Nov 142020
 

Portare frutto nel tempo dell’attesa. Vivere la fede significa assumersi la responsabilità di una chiamata, un «talento» che ci è affidato affinché porti frutto. Nel tempo dell’attesa il credente è invitato a l’operosità vigilante, così che, al ritorno del padrone, possa prendere parte alla gioia della salvezza.

Commento di don Mario Albertini

  Nella parabola dei talenti, immagino che anche per voi, come per me, ad attirare l’attenzione sia il terzo servo, che non ha fatto fruttificare il talento ricevuto. Cosa ha compiuto di male, dove ha sbagliato per sentirsi condannare come malvagio e pigro? La chiave sta nelle parole che lui rivolge al padrone: tu sei duro ed esigente, e metti paura. Non si è dato da fare perché il suo rapporto con il padrone era di non-fiducia, di paura.

   La questione anche per noi è: com’è il mio rapporto con Dio? Se Dio lo penso come giudice severo e come padrone esigente, mi verrà da dire: non ce la faccio a comportarmi come vuole lui, e tiro avanti alla meno peggio, accontentandomi di non fare grossi malanni… 

   Ma Gesù ci ha rivelato che Dio è Padre, e quindi si aspetta da noi un rapporto di fiducia e di amore. Fiducia in lui, e – cosa forse più difficile – fiducia anche in noi stessi perché lui ci ha resi capaci di fare qualcosa di buono per lui.

   E’ bello capire che il Signore ha fiducia in noi e ci affida dei talenti da amministrare. E’ esigente, sì, ma non duro.

   Cosa s’intende per talenti? Ai tempi di Gesù erano monete di grandissimo valore, un capitale. Per quanto riguarda noi, sono i doni, le doti che abbiamo ricevuto da Dio e che possiamo mettere a servizio suo e del prossimo. E il talento più importante che ci ha dato è il dono della vita con tutte le sue risorse, e con essa il dono del suo amore. E’ questo capitale che devo investire, senza scoraggiarmi mai.

   Perché Dio gode della nostra semplice ma operativa bontà se, giorno dopo giorno, compiamo i nostri umili doveri con spirito di amore.

   Certo, saremo chiamati a rendere conto della nostra vita, ma sappiamo che alla nostra risposta attiva corrisponderà la partecipazione alla immensa, indicibile, piena gioia di Dio.

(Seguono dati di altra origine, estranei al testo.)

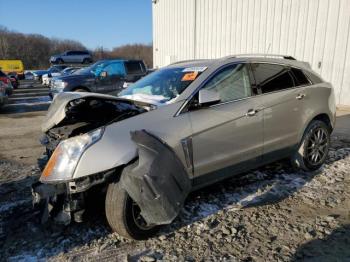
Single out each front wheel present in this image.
[291,120,331,171]
[105,183,159,240]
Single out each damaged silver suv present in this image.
[33,55,336,239]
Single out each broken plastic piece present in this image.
[120,130,191,225]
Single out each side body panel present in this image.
[189,97,263,181]
[74,101,192,178]
[260,87,305,157]
[298,83,337,141]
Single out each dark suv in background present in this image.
[50,51,92,64]
[50,59,147,97]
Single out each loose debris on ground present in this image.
[0,136,350,261]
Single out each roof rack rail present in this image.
[225,54,296,60]
[170,59,208,65]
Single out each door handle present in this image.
[245,109,259,117]
[295,94,306,100]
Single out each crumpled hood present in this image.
[41,92,125,132]
[58,74,94,81]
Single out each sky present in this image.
[0,0,152,49]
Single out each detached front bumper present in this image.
[32,182,85,225]
[0,95,8,107]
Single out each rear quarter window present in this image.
[252,63,295,94]
[291,68,310,86]
[305,71,323,85]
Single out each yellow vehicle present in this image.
[0,60,24,79]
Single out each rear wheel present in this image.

   Da Lui ci sentiremo dire: Vieni a godere della mia stessa gioia. Perché Dio desidera rallegrarsi con chi gli è fedele, e ci vuole partecipi della sua gioia. L’aspetto esaltante della rivelazione di Gesù è che Dio in ricompensa o in premio non ci dà qualche cosa, ma ci comunica se stesso: “prendi parte alla gioia del tuo padrone”, è detto nella parabola. Con questa certezza diventa facile vivere la fedeltà, la vigilanza, l’impegno…

   Di sicuro nella nostra vita abbiamo incontrato persone che hanno saputo vivere così, persone che hanno fatto fruttificare i loro talenti anche a nostro vantaggio, senza far tanto rumore, nella semplicità, nella serenità, nel dono ai fratelli. Perché non le prendiamo ad esempio, nella speranza – come abbiamo detto nella preghiera iniziale – “nella speranza di sentirci chiamare servi buoni e fedeli, e così entrare pure noi nella gioia del regno di Dio”?